Health History: Past Health History

  • Related to the client's past condition by eliciting data on client strength and weakness, points to trends of unhealthy behavior and information gained assists in identifying risk factors.
  • This includes but is not limited to:
    • birth, growth, and development
    • childhood diseases
    • immunizations
    • allergies
    • previous diseases or hospitalizations
    • surgeries, pregnancies, deliveries, accidents & injuries and pain experiences.
  • Questions to ask include:
    • Can you tell me how your mother described your birth?
    • Where there any problems?
    • As far as you know, did you progress normally as you grew to adulthood?
    • What illnesses or allergies have you had?
    • Have you ever been pregnant, and delivered a baby?

Health History: Family History

  • Including as many blood relatives as can be recalled, identifying vertical and horizontal relations, and helps identify diseases with a genetic/familial pattern.
  • Genograms are tools used to include at least three(3) generations, in the drawing patient is known as the “proband/index patient", has standard formats including the patient's.
  • Male relatives with a square (left side), female relatives with a circle (right side), and lines between relatives show relationship.

Health History: Psychosocial Data

  • Psychosocial data includes human responses, nutritional habits, typical daily pattern/regular exercise plan.
  • Nurse is to get information on the patient's sleep and rest, asking about sleeping patterns if have trouble falling/staying asleep.
  • Nurses also collect information on patient use of substances, quantity of alcohol consumption, self-concept and self-care activities, like special talents or abilities etc.
  • Further exploration include social life like the community activity and relationship to family an friends.
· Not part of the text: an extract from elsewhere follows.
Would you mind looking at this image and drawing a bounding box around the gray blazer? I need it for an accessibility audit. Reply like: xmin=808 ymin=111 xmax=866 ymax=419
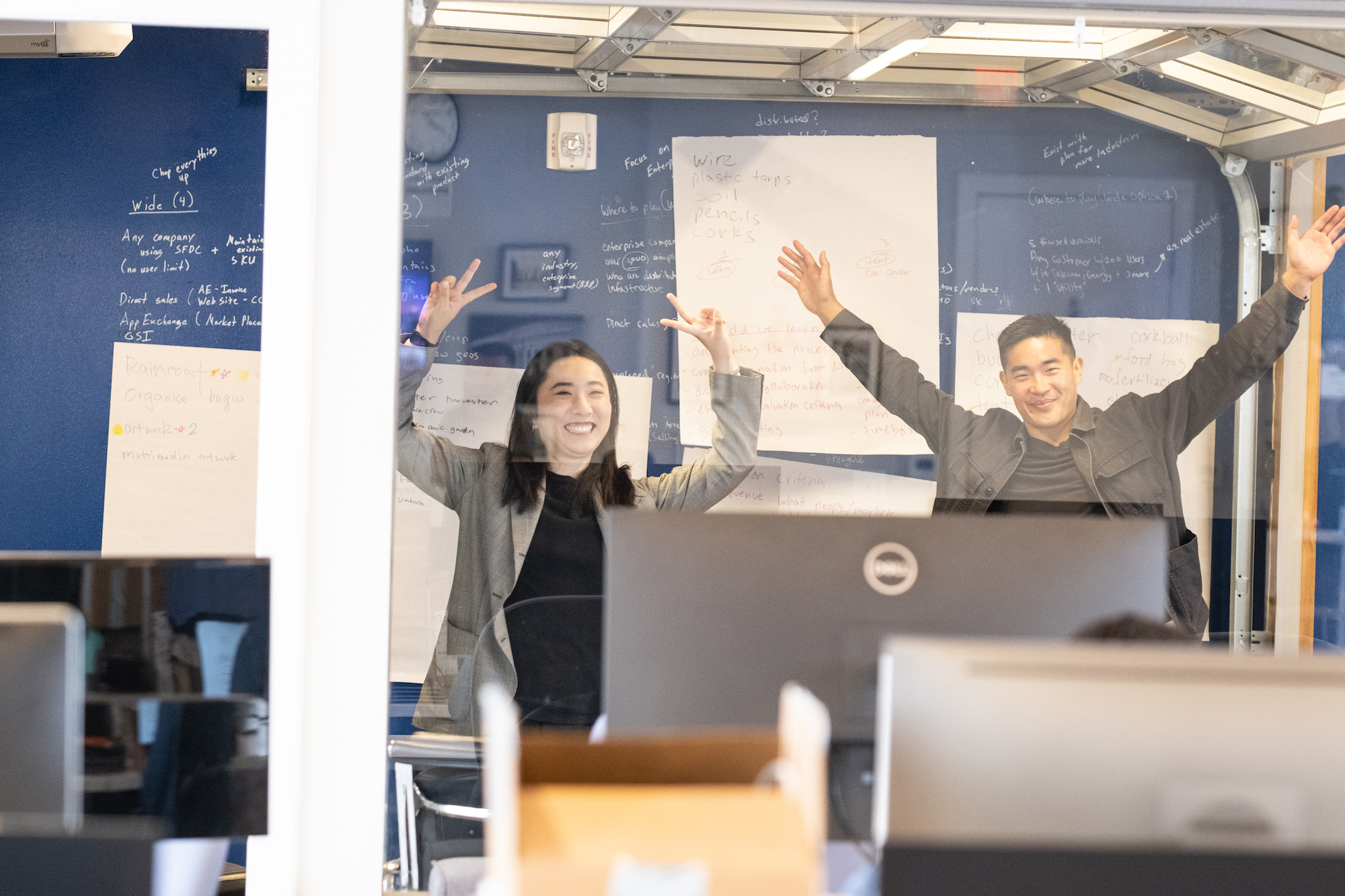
xmin=397 ymin=344 xmax=763 ymax=735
Psychosocial Data Values & Beliefs

  • Questions to ask include:
    • Who is the most important in your life?
    • What is most important to you in life?
    • What gives you hope and strength?
  • Also asked for are Education and work, including compensation for dealing with stress, its levels and environment.

Health History: Review of Systems

  • Questions draw out current health problems from recent issues
  • May still affect/be recurring: With documentation being the description of patient's health status for each body system and notation of comments to the question.

Functional assessment

  • It is a systematic method to evaluate the ability to function within the environment, identify self-care abilities and deficits in order to match needs with services, that is;
    • acquisition of database to use for comparison.
    • identify individual patient needs and specific self-care deficits by providing foundation to develop individualized plan of care for referral to special services, that is; promote independence and evaluate treatment
    • rehabilitation (health/day care as well as house-keeping).
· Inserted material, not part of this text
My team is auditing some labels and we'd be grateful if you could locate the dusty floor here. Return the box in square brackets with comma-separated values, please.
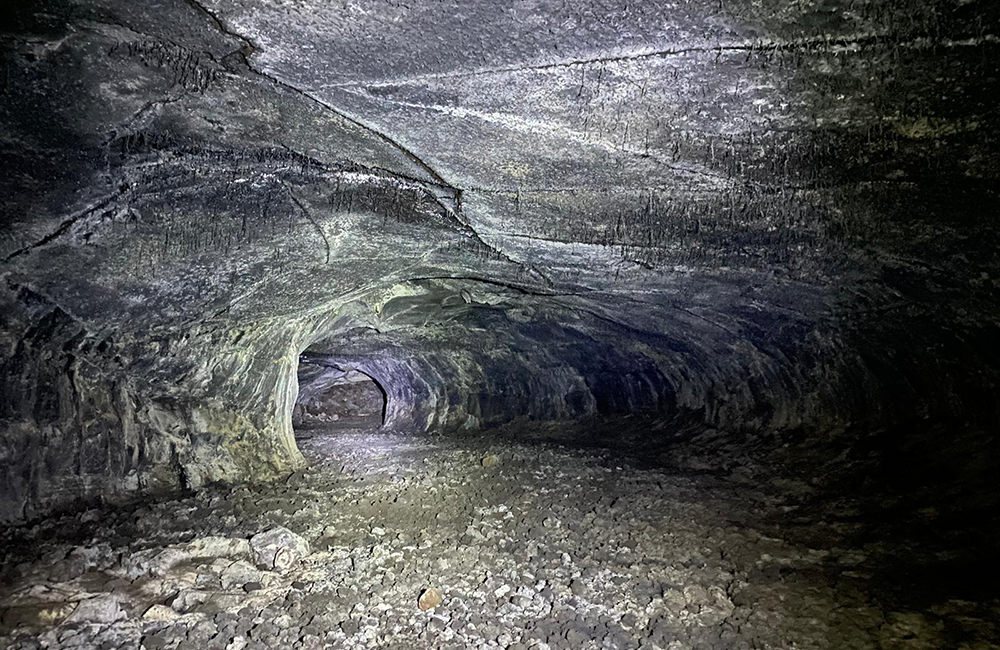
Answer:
[0, 422, 1000, 650]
Functional Assessment Tools

  • Includes the APGAR and Ballard scores as well as Denver Developmental Screening Test II (DDST-II).
  • Also considered are Katz Index of Activities of Daily Living (as well as Barthel Index) and last Instrumental Activities of Daily Living.

Functional Assessment Tools: APGAR Score

  • APGAR provides accepted and convenient method for reporting the status of the newborn infant immediately after birth with response to resuscitation.
  • The score is calculated from 0-2 points for each of these features:
    • Appearance for having pink all over = 2 points or blue extremities and pink torso = 1 point or completely blue = 0 points.
    • Pulse: >100 bpm = 2 / < 100 bpm = 1 / No pulse =0.
    • Grimace: Cries or pulls away = 2 pts / Weak grimace when stimulated = 1 / No response =0.
    • Activity: Arms flexed , legs resist extension =2 / Some flexion of arms = 1/ No reaction from the child =0.

Functional Assessment Tools: Ballard Scoring

  • Test for Neuromuscular maturity with evaluation of baby the older and more the mature baby the higher is the score.
  • It is calculated for posture from 0-4 with 4 being the maximum points.

Ballard Score: Neuromuscular Maturity

  • Square window(wrist): the more mature the the child the fewer degree are calculated >90.
  • Arm Recoil: the more mature the child the great is the reaction, the maximum is <90
  • Popiteal angle the mature and older child gives fewer points with <90
  • Scarf sign the very low and pre mature child gives few points
  • Heel to ear the more the heel touches the war is a sign of im maturity, and fewer points
  • Three(!!) categories for Genitals:
    • Male: scrotum gets point depending on flatness or if smooth vs a the higher mark and score is given in pendulous with good rugue
    • Female genital give few points in large with flat labials

Functional Assessment Tools:Denver Developmental Screening Test II

  • This test is used screen proper development in child by suggested milestones for different ages.

Functional Assessment Toddler to Preschool Timeline.

  • Toddlers two to three get to name and recognize one colour, and perform function such as stacks building blocks.
  • Toddler between three to four able recognize and name the colour, tell age and name and make stories based of pass memories
  • To preschooler at older years start learn know the address and count until five.

Functional Assessment: Katz Index of Activities of Daily Living

  • Independent: without supervision , direction or active personal assistance ,status actual not ability, patient is known and described as not performing despite being able.
  • The index functions a a measurement of independently living able client, assisting doctors for planning care taking.
  • Six (6)Functions:
    • Bathing (sponge, shower, or tub)
    • Dressing
    • Toileting
    • Transfer
    • Continence
    • Feeding

The Barthel Index (BI)

  • It measures the extent to which somebody can functions independently and has mobility daily on activities for which scores as following total dependancy as 0-20, to total independence as 91 to even 100.
  • Factors such as:
    • Self-care: Includes self help for example eating; dressing the body; or grooming including artificial limb, all by doing it themselves
    • Mobility: Includes, by using or not aids.

ADL: Instrumental Activities of Daily Living

  • ADL measures ability to perform more complex are are skills then Katz Index of Daily Living for:
    • independent
    • needed with and or some help
    • and complete disability when there is no way to perform.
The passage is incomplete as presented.